# Coursera Capstone

## Peer-graded Assignment: Segmenting and Clustering Neighborhoods in Toronto

In [1]:
# import required libraries
import requests
import pandas as pd
from bs4 import BeautifulSoup

Creating class and methods to fetch, parse and create data frame from wikipedia.

In [2]:
class WikiHTMLTableParser:

    def parse_url(self, url):
        response = requests.get(url)
        soup = BeautifulSoup(response.text, 'html.parser')
        table = soup.find('table',{'class':'wikitable sortable'})
        return self.parse_html_table(table)

    def parse_html_table(self, table):
        n_columns = 0
        n_rows=0
        column_names = []

        # Find number of rows and columns
        # we also find the column titles if we can
        for row in table.find_all('tr'):

            # Determine the number of rows in the table
            td_tags = row.find_all('td')
            if len(td_tags) > 0:
                n_rows+=1
                if n_columns == 0:
                    # Set the number of columns for our table
                    n_columns = len(td_tags)

            # Handle column names if we find them
            th_tags = row.find_all('th') 
            if len(th_tags) > 0 and len(column_names) == 0:
                for th in th_tags:
                    column_names.append(th.get_text().strip())

        # Safeguard on Column Titles
        if len(column_names) > 0 and len(column_names) != n_columns:
            raise Exception("Column titles do not match the number of columns")

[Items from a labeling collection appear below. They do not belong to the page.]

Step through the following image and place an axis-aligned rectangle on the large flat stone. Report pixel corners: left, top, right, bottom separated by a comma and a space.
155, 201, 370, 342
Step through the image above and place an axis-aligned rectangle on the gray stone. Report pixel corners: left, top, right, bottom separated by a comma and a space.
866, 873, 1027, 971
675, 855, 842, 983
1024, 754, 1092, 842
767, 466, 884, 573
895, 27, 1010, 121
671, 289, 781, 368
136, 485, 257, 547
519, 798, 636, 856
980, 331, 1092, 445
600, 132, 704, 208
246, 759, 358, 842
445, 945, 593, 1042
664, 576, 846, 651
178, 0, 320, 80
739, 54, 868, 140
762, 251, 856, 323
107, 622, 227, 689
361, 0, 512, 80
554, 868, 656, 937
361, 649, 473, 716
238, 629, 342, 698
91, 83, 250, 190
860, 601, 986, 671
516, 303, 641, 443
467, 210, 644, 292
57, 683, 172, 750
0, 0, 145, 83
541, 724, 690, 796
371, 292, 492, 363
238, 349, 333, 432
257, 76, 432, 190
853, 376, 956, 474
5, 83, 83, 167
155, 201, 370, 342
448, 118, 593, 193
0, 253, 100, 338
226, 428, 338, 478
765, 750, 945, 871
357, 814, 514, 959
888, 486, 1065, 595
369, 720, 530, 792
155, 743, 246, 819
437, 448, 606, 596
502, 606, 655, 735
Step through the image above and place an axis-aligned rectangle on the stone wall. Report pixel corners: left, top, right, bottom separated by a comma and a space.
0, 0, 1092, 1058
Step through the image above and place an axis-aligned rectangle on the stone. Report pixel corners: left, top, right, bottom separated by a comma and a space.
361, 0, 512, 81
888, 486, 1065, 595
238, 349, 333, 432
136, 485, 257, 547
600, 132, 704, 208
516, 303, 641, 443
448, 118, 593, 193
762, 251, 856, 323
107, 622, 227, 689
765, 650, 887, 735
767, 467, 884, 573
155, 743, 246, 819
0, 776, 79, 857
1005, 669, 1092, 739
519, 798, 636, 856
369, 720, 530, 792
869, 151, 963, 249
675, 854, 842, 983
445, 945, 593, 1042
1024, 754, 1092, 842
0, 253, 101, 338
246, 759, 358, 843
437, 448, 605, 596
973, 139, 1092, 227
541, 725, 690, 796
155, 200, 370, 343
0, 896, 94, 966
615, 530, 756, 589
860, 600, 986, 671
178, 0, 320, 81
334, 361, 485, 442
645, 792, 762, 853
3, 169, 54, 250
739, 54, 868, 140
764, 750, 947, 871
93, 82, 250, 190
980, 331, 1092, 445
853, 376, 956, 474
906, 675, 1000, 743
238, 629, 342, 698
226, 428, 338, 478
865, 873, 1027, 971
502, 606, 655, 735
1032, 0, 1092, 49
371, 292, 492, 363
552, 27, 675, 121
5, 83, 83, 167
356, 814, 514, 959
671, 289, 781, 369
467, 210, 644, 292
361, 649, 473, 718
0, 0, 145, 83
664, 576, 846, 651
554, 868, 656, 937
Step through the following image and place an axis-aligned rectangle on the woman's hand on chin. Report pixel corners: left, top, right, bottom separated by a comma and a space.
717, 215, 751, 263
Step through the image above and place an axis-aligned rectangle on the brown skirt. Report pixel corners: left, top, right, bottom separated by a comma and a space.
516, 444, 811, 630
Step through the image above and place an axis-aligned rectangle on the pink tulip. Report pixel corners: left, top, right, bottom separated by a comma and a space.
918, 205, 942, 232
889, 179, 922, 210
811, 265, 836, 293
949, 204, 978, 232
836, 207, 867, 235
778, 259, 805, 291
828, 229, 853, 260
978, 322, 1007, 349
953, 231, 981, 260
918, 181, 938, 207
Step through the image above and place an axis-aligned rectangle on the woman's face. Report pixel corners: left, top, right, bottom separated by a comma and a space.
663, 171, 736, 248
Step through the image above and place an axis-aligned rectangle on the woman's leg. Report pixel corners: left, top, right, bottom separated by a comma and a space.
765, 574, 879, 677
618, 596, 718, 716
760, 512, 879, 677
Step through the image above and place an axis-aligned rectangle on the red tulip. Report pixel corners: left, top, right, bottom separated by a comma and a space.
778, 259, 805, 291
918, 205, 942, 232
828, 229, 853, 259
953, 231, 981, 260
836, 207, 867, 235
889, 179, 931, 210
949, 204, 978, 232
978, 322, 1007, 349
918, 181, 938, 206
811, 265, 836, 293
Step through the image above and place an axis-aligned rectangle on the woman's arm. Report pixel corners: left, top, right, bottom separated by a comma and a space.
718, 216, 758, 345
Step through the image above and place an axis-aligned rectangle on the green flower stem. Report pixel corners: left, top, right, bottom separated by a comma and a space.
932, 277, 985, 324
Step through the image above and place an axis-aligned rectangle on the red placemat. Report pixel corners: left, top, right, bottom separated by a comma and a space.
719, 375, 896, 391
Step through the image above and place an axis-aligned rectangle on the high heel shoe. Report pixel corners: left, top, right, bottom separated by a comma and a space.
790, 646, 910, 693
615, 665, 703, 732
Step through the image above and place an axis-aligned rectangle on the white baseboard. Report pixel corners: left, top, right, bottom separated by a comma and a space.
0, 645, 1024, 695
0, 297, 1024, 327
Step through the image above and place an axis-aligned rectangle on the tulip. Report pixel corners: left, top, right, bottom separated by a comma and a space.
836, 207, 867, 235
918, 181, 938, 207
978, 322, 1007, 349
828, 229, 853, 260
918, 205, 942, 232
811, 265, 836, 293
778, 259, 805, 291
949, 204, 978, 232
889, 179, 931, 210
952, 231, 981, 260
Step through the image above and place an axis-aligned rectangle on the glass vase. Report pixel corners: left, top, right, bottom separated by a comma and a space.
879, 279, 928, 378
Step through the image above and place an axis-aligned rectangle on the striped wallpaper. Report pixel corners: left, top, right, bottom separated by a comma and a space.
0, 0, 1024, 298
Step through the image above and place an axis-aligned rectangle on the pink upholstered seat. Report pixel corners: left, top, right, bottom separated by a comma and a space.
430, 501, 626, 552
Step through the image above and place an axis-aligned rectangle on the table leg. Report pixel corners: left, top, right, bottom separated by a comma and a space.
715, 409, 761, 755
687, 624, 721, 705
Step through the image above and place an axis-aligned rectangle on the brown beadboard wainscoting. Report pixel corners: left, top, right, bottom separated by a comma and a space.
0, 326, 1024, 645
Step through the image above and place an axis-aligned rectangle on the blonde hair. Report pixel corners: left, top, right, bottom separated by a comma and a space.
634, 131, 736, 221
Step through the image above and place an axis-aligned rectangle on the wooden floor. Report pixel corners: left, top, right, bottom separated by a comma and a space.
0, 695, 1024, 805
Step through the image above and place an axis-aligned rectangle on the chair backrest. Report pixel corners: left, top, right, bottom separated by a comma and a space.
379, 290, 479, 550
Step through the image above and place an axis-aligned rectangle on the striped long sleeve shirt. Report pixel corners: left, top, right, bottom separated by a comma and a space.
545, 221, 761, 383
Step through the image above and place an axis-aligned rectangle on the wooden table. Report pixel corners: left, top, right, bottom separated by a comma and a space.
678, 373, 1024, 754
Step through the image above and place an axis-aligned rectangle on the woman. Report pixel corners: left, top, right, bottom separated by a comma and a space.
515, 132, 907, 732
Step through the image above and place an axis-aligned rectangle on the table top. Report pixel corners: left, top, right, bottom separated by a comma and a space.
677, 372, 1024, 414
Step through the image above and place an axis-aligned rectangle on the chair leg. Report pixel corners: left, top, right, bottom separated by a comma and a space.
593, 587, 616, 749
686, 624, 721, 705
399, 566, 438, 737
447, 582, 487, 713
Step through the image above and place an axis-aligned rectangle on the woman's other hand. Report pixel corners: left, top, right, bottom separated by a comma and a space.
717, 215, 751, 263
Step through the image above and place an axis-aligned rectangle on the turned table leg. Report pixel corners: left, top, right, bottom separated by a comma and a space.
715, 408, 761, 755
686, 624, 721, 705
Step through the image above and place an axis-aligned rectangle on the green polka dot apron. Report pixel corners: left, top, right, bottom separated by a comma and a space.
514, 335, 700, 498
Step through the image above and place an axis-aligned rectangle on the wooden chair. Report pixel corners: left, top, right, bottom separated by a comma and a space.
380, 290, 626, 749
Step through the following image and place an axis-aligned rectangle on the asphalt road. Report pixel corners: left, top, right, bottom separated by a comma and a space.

        columns = column_names if len(column_names) > 0 else range(0,n_columns)
        df = pd.DataFrame(columns = columns,
                          index= range(0,n_rows))
        row_marker = 0
        for row in table.find_all('tr'):
            column_marker = 0
            columns = row.find_all('td')
            for column in columns:
                df.iat[row_marker,column_marker] = column.get_text().strip()
                column_marker += 1
            if len(columns) > 0:
                row_marker += 1

        # Convert to float if possible
        for col in df:
            try:
                df[col] = df[col].astype(float)
            except ValueError:
                pass

        return df

Creating base data frame from wikipedia.

In [3]:
url = 'https://en.wikipedia.org/wiki/List_of_postal_codes_of_Canada:_M'
hp = WikiHTMLTableParser()
table = hp.parse_url(url)
table.head()

Unnamed: 0,Postcode,Borough,Neighbourhood
0,M1A,Not assigned,Not assigned
1,M2A,Not assigned,Not assigned
2,M3A,North York,Parkwoods
3,M4A,North York,Victoria Village
4,M5A,Downtown Toronto,Harbourfront


In [4]:
table.shape

(288, 3)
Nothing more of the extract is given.